The market for cloud software delivered via the Web will grow five times as quickly as sales of programs installed on clients' premises, according to researcher IDC. SAP plans to generate 2 billion euros ($2.5 billion) from such systems by 2015 to help it reach a sales target of more than 20 billion euros by that year.
While Oracle has snapped up rivals, SAP had traditionally shied away from large deals, with past CEO Leo Apotheker telling investors in 2009 that the company's home-grown software was superior to Oracle's. McDermott and co-CEO Jim Hagemann Snabe have changed that strategy as they race to snatch business from Oracle and other companies such as Salesforce.com Inc. (CRM) and Workday Inc. in the cloud.
Hana Analytics
SAP bought Sybase Inc. for $5.8 billion in 2010 to bolster its database and mobile-computing offerings. It has also introduced a data-processing system called Hana, which competes with Oracle in database software.
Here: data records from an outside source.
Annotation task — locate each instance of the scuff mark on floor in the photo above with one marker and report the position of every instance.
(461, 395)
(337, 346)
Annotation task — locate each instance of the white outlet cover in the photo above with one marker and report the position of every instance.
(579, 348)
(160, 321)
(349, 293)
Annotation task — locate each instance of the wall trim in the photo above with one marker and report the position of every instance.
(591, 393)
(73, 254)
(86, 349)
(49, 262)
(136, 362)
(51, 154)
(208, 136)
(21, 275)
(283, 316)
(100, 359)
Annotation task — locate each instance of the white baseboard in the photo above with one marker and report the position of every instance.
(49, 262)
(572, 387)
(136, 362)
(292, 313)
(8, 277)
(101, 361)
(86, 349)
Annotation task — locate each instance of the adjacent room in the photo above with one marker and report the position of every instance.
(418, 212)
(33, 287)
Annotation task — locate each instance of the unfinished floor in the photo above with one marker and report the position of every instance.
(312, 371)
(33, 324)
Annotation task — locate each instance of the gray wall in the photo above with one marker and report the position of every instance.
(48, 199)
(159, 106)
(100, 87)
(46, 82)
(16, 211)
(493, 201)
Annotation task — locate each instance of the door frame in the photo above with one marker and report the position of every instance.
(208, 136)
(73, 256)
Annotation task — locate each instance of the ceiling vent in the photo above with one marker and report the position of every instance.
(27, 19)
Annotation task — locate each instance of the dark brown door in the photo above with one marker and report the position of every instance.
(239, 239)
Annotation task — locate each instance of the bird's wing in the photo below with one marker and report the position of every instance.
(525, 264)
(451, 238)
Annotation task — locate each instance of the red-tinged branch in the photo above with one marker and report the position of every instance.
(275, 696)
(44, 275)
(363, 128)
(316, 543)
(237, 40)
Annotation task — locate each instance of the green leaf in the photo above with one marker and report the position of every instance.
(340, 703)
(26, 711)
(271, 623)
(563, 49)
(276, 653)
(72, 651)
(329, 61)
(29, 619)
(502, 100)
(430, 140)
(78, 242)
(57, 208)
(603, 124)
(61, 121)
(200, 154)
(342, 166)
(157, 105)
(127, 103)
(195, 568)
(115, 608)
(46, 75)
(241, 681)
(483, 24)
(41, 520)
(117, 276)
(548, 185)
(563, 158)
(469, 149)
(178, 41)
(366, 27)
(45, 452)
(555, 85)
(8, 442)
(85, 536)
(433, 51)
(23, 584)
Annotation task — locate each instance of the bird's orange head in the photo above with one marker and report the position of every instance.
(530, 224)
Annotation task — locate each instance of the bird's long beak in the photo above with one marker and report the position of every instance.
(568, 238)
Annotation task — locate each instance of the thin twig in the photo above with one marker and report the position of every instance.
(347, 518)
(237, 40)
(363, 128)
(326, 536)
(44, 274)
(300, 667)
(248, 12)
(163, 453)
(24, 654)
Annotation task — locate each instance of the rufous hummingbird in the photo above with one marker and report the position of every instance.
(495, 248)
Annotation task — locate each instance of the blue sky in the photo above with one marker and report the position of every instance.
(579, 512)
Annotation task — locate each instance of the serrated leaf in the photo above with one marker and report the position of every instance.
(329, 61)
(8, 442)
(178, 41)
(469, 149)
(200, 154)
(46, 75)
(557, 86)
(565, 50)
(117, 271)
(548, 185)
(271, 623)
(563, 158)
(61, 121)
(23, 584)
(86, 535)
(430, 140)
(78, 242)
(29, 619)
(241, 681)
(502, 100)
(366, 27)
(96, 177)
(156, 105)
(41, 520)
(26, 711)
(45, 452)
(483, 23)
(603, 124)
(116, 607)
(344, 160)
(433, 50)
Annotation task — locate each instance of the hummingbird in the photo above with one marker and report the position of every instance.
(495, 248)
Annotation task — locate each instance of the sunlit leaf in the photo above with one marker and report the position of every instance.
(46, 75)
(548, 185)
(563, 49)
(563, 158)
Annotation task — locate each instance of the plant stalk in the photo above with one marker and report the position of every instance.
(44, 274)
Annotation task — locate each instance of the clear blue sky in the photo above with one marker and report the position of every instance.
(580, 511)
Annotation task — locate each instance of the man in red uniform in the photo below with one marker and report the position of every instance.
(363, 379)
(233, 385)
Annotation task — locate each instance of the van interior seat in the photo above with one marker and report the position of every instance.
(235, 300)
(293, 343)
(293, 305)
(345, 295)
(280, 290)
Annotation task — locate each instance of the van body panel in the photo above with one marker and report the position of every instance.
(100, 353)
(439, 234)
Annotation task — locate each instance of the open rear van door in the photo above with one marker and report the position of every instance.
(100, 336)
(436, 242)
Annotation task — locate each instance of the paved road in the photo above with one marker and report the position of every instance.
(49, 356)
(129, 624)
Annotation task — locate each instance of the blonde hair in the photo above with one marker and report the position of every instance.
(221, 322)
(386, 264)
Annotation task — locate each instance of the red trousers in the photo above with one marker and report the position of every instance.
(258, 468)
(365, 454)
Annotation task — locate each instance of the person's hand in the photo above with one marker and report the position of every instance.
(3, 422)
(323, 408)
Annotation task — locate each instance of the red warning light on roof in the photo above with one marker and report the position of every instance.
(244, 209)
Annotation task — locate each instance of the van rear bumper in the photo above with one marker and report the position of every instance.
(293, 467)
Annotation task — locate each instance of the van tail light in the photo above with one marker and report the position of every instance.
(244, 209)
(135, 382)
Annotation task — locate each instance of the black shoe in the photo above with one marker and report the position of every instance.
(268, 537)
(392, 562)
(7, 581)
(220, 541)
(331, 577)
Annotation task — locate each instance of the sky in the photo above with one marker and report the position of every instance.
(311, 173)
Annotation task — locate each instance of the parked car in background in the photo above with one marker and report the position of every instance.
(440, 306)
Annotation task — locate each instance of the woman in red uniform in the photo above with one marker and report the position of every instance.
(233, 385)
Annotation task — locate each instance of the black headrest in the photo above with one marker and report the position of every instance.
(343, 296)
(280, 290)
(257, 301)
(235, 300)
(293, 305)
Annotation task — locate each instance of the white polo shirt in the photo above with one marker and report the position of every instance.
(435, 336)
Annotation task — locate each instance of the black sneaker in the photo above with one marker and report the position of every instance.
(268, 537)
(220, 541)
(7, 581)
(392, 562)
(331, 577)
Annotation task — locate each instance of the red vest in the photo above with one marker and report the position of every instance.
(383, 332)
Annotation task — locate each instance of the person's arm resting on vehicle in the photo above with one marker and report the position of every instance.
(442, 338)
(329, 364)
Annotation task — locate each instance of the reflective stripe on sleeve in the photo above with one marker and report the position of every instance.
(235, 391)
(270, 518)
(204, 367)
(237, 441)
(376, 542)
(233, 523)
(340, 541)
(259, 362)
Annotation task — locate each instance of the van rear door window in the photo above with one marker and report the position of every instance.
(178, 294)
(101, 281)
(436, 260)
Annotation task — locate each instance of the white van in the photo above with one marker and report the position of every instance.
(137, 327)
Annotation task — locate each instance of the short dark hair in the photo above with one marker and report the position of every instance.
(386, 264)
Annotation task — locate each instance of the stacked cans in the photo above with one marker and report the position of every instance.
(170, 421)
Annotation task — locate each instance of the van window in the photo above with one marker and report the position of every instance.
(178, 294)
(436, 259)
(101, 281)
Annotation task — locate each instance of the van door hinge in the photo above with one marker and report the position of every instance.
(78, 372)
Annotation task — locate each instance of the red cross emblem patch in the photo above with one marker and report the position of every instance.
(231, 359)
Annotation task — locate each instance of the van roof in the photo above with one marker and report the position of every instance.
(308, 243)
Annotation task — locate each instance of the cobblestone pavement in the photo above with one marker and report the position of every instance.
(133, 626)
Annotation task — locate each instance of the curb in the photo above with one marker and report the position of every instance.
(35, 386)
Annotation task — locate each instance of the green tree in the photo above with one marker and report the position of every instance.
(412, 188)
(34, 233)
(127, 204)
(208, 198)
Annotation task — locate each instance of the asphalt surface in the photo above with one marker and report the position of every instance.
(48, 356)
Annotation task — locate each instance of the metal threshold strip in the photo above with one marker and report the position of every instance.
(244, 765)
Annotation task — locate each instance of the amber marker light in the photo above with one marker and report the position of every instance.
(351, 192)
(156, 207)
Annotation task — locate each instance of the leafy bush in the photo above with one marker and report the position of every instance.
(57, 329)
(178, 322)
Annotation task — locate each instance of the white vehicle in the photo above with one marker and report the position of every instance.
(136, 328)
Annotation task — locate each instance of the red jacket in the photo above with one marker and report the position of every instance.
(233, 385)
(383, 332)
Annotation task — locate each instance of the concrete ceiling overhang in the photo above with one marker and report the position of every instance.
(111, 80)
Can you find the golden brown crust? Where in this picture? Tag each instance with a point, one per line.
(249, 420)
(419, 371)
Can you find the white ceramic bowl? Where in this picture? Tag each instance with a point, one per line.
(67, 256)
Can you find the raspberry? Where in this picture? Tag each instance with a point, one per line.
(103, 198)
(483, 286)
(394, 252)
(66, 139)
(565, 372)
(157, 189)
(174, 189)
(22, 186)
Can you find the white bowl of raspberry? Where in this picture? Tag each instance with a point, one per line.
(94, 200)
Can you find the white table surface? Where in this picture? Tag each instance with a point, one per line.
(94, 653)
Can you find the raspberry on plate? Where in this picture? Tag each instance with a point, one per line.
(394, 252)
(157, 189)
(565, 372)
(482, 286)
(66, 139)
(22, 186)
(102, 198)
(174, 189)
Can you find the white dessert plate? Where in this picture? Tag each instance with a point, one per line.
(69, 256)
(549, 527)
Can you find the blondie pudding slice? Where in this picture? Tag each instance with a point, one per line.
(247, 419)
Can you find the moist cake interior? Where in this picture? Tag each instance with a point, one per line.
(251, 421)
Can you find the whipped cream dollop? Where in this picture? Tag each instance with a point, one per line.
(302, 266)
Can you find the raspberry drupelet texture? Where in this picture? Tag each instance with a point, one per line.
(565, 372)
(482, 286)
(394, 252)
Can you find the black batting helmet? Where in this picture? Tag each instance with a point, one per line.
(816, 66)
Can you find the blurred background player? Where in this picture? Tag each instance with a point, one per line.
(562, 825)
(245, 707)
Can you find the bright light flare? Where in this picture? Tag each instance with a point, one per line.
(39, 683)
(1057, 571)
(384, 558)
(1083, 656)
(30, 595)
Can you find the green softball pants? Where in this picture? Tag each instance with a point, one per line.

This year, Oracle has purchased human-resources software maker Taleo Corp., a counterweight to SAP's acquisition of SuccessFactors, and customer-service cloud-software vendor RightNow Technologies Inc.
Ariba reported $444 million in revenue last year, an increase of 39 percent from a year earlier. The U.S. company's board has unanimously approved the deal, SAP said in the statement. SAP plans to fund the transaction with its own cash and a 2.4 billion-euro term loan facility, the company said.
At today's annual shareholder meeting in Mannheim, Germany, some SAP investors say the company may be paying too much. "We don't know whether Ariba can generate the profits that would justify the high price," Jella Benner-Heinacher, managing director of the German Association for the Protection of Wertpapierbesitz, said in an interview.
Ariba held its initial public offering in June 1999 and was one of darlings of the Internet bubble, seeing its stock more than quadruple in its first two months of trading. The shares plummeted about 90 percent in 2001.
JPMorgan Chase & Co. and Deutsche Bank AG advised SAP on the deal, while Morgan Stanley provided financial counsel to Ariba.